Quatre ans après la sortie de son Premier Volet, Kaamelott repart à l’assaut des salles obscures avec un deuxième long-métrage, toujours chapeautée par le Roi Arthur en personne Alexandre Astier. Pouvant compter sur la présence d’Anne Girouard, Jean-Christophe Hembert, Lionnel Astier, Joëlle Sevilla, Thomas Cousseau, Jacques Chambon, Christian Clavier, Audrey Fleurot ou encore Alain Chabat, celui-ci se concentre sur le retour aux affaires des chevaliers de la Table Ronde après des années d’inactivité…

Ayant fait les belles heures de M6 durant cinq ans et donné naissance à une communauté de fans dévoués, Kaamelott est ainsi ressorti vainqueur de sa conquête du septième art, avec un passage du format sériel à un long-métrage en bonne et due forme couronnée de succès. En effet, avec 2 645 727 entrées au compteur, ce Premier Volet fût la production française la plus populaire de 2021. Un engouement qui a eu de quoi rassurer SND et Alexandre Astier, qui a vu les choses en grand pour la suite de son épopée médiévale – synonyme de reprise en main de la fameuse Quête du Graal. Et pour s’y faire, notre maître d’armes s’est laissé porté par son inspiration, ce qui s’est traduit par la production d’un Deuxième Volet s’étalant sur deux films. Un projet ambitieux certes, mais de la théorie à la pratique, l’exercice peut s’avérer périlleux. Une crainte se confirmant à la vue de la première partie de ce volumineux chapitre, qui peine à trouver son rythme de croisière en partant littéralement dans tous les sens.

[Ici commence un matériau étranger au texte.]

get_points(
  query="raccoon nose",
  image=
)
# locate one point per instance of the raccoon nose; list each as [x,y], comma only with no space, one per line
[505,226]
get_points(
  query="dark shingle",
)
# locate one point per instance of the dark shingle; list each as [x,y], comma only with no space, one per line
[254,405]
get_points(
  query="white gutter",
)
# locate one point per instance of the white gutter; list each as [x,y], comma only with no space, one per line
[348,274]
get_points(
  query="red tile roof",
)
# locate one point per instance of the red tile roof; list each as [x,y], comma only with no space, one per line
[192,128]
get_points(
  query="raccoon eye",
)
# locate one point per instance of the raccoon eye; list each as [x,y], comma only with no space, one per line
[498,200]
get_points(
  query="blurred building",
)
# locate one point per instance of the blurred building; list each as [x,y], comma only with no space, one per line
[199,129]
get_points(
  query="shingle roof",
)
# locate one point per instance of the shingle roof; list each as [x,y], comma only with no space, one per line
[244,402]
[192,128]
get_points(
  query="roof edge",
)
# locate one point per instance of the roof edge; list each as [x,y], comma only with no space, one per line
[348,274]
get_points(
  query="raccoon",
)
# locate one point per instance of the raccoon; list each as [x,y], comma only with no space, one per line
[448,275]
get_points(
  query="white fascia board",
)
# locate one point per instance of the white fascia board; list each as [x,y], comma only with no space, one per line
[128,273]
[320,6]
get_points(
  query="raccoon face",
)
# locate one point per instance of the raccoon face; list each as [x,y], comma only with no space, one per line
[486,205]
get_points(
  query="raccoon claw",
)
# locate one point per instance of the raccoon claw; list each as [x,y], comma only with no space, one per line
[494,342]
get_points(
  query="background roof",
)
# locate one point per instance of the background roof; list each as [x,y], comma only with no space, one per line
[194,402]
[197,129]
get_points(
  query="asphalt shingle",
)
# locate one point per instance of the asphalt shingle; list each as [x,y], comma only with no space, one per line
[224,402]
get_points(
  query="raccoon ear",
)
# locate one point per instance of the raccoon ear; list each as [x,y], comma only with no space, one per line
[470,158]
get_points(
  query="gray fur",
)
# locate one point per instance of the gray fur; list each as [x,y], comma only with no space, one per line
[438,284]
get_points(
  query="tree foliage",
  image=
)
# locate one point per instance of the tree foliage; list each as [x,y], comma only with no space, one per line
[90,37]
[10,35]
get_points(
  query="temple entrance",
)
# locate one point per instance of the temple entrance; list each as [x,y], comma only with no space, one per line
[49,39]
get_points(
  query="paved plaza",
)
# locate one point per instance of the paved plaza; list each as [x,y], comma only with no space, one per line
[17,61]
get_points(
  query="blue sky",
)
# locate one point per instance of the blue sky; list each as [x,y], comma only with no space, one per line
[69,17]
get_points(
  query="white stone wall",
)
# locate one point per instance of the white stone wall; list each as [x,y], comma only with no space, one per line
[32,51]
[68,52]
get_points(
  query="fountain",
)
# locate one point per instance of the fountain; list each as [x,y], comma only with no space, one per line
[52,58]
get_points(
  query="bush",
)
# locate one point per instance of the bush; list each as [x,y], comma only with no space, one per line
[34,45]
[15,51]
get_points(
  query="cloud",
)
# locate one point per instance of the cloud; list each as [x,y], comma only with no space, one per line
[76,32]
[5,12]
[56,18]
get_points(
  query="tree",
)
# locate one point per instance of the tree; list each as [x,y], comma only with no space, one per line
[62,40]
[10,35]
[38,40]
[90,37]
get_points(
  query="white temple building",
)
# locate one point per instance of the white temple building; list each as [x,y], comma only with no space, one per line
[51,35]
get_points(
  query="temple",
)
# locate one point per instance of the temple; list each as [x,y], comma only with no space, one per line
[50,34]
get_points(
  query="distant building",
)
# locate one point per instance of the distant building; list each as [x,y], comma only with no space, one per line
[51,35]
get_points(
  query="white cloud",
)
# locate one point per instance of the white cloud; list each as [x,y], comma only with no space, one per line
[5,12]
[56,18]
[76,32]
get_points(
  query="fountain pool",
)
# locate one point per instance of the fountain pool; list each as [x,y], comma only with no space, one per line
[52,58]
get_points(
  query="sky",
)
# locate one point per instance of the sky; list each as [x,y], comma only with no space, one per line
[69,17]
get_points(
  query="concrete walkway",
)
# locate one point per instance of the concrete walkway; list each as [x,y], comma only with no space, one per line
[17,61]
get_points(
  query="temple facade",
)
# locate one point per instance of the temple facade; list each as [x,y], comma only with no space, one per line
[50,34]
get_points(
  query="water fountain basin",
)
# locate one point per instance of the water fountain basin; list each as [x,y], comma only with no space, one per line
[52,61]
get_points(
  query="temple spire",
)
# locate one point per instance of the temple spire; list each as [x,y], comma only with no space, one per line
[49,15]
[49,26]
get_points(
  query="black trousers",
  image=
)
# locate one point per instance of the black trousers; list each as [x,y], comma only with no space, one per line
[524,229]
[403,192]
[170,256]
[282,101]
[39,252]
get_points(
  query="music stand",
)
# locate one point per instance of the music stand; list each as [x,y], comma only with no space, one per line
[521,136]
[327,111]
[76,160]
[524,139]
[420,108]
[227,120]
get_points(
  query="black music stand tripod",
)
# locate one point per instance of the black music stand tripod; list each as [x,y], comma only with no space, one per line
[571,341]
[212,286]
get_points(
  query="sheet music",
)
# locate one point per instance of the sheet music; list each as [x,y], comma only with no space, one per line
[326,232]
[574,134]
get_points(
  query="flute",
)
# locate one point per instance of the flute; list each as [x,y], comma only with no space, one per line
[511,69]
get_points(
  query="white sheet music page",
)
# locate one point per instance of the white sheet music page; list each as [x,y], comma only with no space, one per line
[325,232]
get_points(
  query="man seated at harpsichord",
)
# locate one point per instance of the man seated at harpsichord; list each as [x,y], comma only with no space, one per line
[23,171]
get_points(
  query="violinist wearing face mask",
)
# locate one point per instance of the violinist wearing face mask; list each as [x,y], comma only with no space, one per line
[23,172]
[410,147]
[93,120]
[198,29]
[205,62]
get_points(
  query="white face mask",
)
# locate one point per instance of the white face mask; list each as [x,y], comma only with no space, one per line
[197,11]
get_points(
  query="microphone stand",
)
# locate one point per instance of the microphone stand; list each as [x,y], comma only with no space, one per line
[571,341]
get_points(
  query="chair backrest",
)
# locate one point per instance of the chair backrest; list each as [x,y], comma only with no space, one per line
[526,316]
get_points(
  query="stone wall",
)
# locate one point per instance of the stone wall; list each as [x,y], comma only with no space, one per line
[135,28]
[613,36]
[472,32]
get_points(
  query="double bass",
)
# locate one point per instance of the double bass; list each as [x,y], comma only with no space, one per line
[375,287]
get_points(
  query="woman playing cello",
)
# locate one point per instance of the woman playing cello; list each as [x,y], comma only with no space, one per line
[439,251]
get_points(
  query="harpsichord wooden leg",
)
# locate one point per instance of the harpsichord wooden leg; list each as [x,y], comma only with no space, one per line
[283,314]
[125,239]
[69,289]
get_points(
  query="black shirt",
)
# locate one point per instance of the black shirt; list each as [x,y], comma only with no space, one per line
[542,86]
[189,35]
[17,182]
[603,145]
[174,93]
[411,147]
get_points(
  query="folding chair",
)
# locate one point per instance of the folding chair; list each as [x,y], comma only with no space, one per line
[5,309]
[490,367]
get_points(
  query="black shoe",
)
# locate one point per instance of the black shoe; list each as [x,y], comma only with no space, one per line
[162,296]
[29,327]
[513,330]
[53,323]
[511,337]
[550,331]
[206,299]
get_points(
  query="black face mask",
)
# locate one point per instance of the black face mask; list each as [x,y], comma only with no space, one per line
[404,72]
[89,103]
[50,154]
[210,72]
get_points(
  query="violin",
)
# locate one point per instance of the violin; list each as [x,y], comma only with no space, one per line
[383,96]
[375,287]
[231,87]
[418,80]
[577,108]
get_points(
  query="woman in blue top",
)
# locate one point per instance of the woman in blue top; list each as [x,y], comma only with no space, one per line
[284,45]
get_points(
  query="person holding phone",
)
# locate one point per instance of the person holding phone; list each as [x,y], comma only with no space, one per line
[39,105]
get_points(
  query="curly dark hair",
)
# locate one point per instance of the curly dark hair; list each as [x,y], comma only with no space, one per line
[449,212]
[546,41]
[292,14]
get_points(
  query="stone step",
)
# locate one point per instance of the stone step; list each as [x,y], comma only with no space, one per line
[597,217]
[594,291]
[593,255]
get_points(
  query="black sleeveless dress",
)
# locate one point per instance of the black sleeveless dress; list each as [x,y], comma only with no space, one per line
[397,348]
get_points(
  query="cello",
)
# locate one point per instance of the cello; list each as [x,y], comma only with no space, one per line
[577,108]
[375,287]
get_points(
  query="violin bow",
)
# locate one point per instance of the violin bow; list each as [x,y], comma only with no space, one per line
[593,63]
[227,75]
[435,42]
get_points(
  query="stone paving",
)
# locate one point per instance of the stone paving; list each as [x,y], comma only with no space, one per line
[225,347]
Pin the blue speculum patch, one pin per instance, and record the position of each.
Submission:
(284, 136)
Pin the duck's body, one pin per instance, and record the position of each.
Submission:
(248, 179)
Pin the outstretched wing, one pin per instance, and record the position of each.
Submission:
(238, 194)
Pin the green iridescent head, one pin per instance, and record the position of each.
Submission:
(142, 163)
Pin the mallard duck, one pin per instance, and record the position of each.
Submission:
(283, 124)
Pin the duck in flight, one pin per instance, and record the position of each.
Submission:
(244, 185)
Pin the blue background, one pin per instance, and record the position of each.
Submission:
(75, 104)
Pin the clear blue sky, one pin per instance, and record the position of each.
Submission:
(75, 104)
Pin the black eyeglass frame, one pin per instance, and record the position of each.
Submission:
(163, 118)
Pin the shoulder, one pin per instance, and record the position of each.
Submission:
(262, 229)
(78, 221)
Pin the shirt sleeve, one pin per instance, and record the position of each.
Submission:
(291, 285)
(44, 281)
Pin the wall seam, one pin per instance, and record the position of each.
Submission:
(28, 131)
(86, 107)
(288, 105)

S’il avait par le passé réussi à modifier la formule de la série, cette fois la mue a du mal à s’opérer naturellement du petit au grand écran, encore plus avec cet épisode XXL, peinant à trouver sa voie. Multipliant les lignes de fuite, le scénario ne parvient pas à se concentrer attentivement sur ses objectifs principaux – à savoir de redonner une place de choix à Arthur au royaume de Logres et à redorer le blason de la Table Ronde. Préférant avancer en crabe plutôt que de cavaler droit devant vers l’horizon s’offrant à lui, Alexandre Astier tombe dans son propre piège, mettant en scène une interminable succession de scènes d’exposition, servant de hors-d’Å“uvre à un plat que l’on attend encore de déguster.

Pénalisé par son rythme apathique, Kaamelott – Deuxième Volet [Partie 1] joue la montre et irrite plus qu’il n’intrigue en s’empêchant de suivre le pas de l’odyssée. Un point dommageable car maintenant que l’ancien Roi Arthur a mis fin aux agissements de son ennemi Lancelot, restaurant de ce fait un semblant de pays au royaume de Bretagne – mis à mal durant plus d’une décennie – le potentiel était de mise pour que l’on revienne aux fondamentaux de la marque et que l’on renoue avec le sens de l’aventure. Mais à l’image de notre protagoniste, se refusant à accepter son destin, le script tourne bien trop longtemps à vide – la reformation de la Table Ronde prenant des allures de parcours du combattant. Entre quêtes secondaires inutiles et développement des figures emblématiques de la mythologie effectués à la truelle, l’épopée n’est pas de la partie. Pas d’affrontements entre les forces du bien et du mal, pas d’avancée quant à la découverte du Graal, mais malgré tout d’infimes indices quant à un fil rouge devant ramifier les éléments de ce joyeux bordel concocté par Astier – qui sera synonyme de plongée en eaux troubles.

De quoi susciter une timide curiosité mais certainement pas un enthousiasme certain quant à la suite des tribulations de Arthur, Guenièvre, Karadoc, Morgane et – la plupart – de leurs compagnons de route (la trajectoire de Lancelot peut être intéressante à suivre) , qui devra mettre davantage l’accent sur ce côté épique que l’on était en droit d’attendre d’un tel périple aux quatre coins du globe.

Avec la première partie de Kaamelott : Deuxième Volet, Alexandre Astier perd le fil de ses idées, tissant un scénario multipliant les lignes de fuite – quitte à ce que les quêtes abordées perdent de leur intérêt. Un coup d’Excalibur dans l’eau.